Am Prozeß verstärkter europäischer Integration führt kein Weg vorbei. Die Europäische Gemeinschaft hat die Konsequenzen aus den schrecklichen Kriegen zwischen den Nationalstaaten gezogen, die Europa zweimal verwüsteten. Wir wollen beim Zusammenwachsen Deutschlands und Europas nicht zurück in das Zeitalter der Nationalstaaten. Nicht umsonst haben die Männer und Frauen des Widerstands gegen Faschismus und Nationalismus in ihren Überlegungen der damaligen Zeit sich für ein föderatives Europa engagiert, in dem die Nationalstaaten bestimmte nationale Zuständigkeiten freiwillig abgeben sollten, so daß für alle künftige Zeit ein friedliches Zusammenleben der Nationen organisatorisch quasi gesichert würde. Ich erinnere an das Manifest der Verbannten von Ventotene; das waren die Widerständler aus Italien, die während des Mussolini-Regimes dorthin verbannt worden sind.
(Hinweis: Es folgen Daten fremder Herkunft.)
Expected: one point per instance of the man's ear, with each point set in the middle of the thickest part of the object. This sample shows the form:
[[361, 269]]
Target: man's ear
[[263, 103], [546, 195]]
Sie haben in ihrem Manifest ein Europa vorgedacht, das die Nationalstaaten überwindet.
Ich erinnere an Carlo Mierendorff, der formuliert hat, daß Europa eine Organisation aus überstaatlichem Denken braucht, das die Überwindung jenes Nationalstaatenwahns notwendig und möglich macht, an deren Forcierung die europäischen Völker heute zugrunde zu gehen drohen.
Ich erinnere an Carl Goerdeler, ich erinnere an Helmuth von Moltke und das Arbeitspapier des Kreisauer Kreises, in dem das gleiche zum Ausdruck gebracht worden ist.
Der Weg zurück zum Nationalstaat wäre im übrigen eine Sackgasse; denn wirtschaftspolitisch oder gar umweltpolitisch ist heute kein Nationalstaat mehr souverän. Wir wollen vielmehr nach vorn in ein Europa, in dem die Völker ihre Kräfte nicht gegeneinander richten, sondern in dem sie sich gemeinsam zusammenfinden, um die großen Menschheitsaufgaben wie Bekämpfung des Hungers und Sicherung der natürlichen Lebensgrundlagen zu ihren zentralen Aufgaben zu machen.